“If Bach’s talent can be reduced to his gender, birth country, religion, sexuality, and so on, then so can yours.”
Lydia Tár
Todd Field’s third film, after 15 years of unrealised projects, is an astonishing work of psychological intrigue and majestic musical performance that never speaks down to its audience, instead trusting the viewer to engage and form an opinion. Blanchett is perfect as the troubled maestro, fictional conductor-composer Lydia Tár, internationally renowned yet manipulative and domineering. From the marketing, one would be forgiven for believing Tár is a biopic, and some female conductors have bemoaned the choice not to shine a light on the rare women at international-level conducting.
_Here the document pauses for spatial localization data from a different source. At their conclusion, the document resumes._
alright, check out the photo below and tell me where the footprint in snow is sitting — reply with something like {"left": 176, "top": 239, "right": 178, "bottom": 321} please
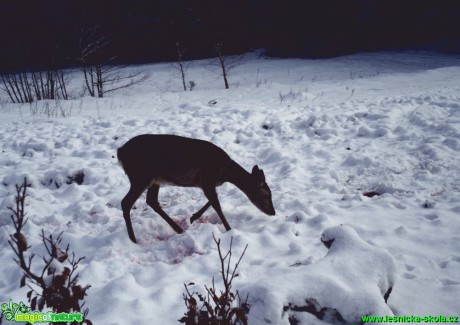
{"left": 439, "top": 278, "right": 459, "bottom": 286}
{"left": 403, "top": 273, "right": 417, "bottom": 279}
{"left": 123, "top": 120, "right": 138, "bottom": 126}
{"left": 424, "top": 214, "right": 439, "bottom": 221}
{"left": 403, "top": 264, "right": 417, "bottom": 279}
{"left": 438, "top": 260, "right": 450, "bottom": 269}
{"left": 439, "top": 255, "right": 460, "bottom": 269}
{"left": 451, "top": 256, "right": 460, "bottom": 263}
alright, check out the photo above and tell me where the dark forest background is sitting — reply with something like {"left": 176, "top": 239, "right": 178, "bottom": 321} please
{"left": 1, "top": 0, "right": 459, "bottom": 73}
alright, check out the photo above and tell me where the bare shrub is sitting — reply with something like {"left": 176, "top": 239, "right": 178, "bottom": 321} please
{"left": 214, "top": 42, "right": 244, "bottom": 90}
{"left": 175, "top": 42, "right": 191, "bottom": 91}
{"left": 179, "top": 234, "right": 249, "bottom": 325}
{"left": 79, "top": 26, "right": 150, "bottom": 98}
{"left": 0, "top": 73, "right": 33, "bottom": 103}
{"left": 0, "top": 69, "right": 70, "bottom": 103}
{"left": 6, "top": 178, "right": 92, "bottom": 324}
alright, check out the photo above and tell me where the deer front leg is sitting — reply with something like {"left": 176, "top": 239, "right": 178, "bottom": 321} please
{"left": 190, "top": 201, "right": 212, "bottom": 224}
{"left": 202, "top": 186, "right": 231, "bottom": 231}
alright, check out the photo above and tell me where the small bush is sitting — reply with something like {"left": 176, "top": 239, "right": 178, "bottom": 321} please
{"left": 179, "top": 234, "right": 249, "bottom": 325}
{"left": 6, "top": 178, "right": 92, "bottom": 324}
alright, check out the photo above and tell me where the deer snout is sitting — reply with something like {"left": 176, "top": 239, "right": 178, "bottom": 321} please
{"left": 252, "top": 198, "right": 276, "bottom": 216}
{"left": 265, "top": 204, "right": 276, "bottom": 216}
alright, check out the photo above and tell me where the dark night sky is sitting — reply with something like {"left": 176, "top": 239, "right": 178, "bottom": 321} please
{"left": 0, "top": 0, "right": 459, "bottom": 72}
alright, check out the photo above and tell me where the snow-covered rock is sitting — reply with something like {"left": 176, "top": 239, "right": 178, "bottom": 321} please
{"left": 245, "top": 225, "right": 396, "bottom": 324}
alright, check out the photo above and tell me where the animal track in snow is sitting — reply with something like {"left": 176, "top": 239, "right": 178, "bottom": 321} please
{"left": 439, "top": 278, "right": 459, "bottom": 286}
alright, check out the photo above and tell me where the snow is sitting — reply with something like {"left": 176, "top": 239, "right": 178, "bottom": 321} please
{"left": 245, "top": 224, "right": 397, "bottom": 324}
{"left": 1, "top": 51, "right": 460, "bottom": 324}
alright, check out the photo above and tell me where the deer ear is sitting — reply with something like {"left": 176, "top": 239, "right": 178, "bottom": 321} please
{"left": 259, "top": 169, "right": 266, "bottom": 182}
{"left": 252, "top": 165, "right": 265, "bottom": 182}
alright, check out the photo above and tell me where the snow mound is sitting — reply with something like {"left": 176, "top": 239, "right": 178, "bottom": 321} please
{"left": 244, "top": 225, "right": 397, "bottom": 324}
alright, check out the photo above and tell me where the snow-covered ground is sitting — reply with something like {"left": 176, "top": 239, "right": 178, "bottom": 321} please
{"left": 1, "top": 52, "right": 459, "bottom": 324}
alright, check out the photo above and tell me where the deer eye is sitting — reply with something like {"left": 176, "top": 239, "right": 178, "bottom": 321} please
{"left": 259, "top": 183, "right": 270, "bottom": 193}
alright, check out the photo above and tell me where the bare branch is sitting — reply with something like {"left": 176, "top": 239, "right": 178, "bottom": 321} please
{"left": 6, "top": 178, "right": 92, "bottom": 322}
{"left": 213, "top": 42, "right": 244, "bottom": 89}
{"left": 7, "top": 178, "right": 45, "bottom": 288}
{"left": 180, "top": 234, "right": 249, "bottom": 324}
{"left": 175, "top": 41, "right": 188, "bottom": 91}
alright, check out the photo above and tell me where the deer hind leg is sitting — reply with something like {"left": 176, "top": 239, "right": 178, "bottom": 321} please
{"left": 190, "top": 201, "right": 212, "bottom": 224}
{"left": 121, "top": 183, "right": 147, "bottom": 243}
{"left": 202, "top": 186, "right": 232, "bottom": 231}
{"left": 146, "top": 184, "right": 184, "bottom": 234}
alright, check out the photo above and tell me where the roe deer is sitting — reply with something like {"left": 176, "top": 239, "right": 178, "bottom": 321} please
{"left": 118, "top": 134, "right": 276, "bottom": 243}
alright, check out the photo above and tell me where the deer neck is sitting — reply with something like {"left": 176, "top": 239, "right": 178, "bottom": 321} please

From the interview that opens the film, it is clear that Field’s focus is not on Tár as a female conductor but on the dynamics of identity and power. She wants to be judged on her skills in isolation, berating a Juilliard student’s identity politics in expressing distaste for composers with problematic pasts, yet her hypocrisy emerges a few scenes later when she adopts the same approach in discussing Schopenhauer. The central use of Mahler’s work is deliberate, given his own abuse of power in restricting his wife’s work as a composer. By writing Tár as a lesbian, making both the perpetrator and potential victims female, Field forces the viewer to remove misogyny from the equation (notwithstanding the overtly masculine traits conveyed through Blanchett’s body language and her wardrobe). Field deliberately obscures the facts of Tár’s past indiscretions, and it is unclear whether her latest protégé is a matter of lust, an exercise of control over her orchestra, or powerlessness before the effect of her music. As allegations of impropriety undermine Tár’s position (some have reductively labelled Tár a film about “cancel culture”), Field examines the fragility of power in the current climate when pitted against the greater power of public perception. The final act subverts climactic expectations but leaves an indelible impression.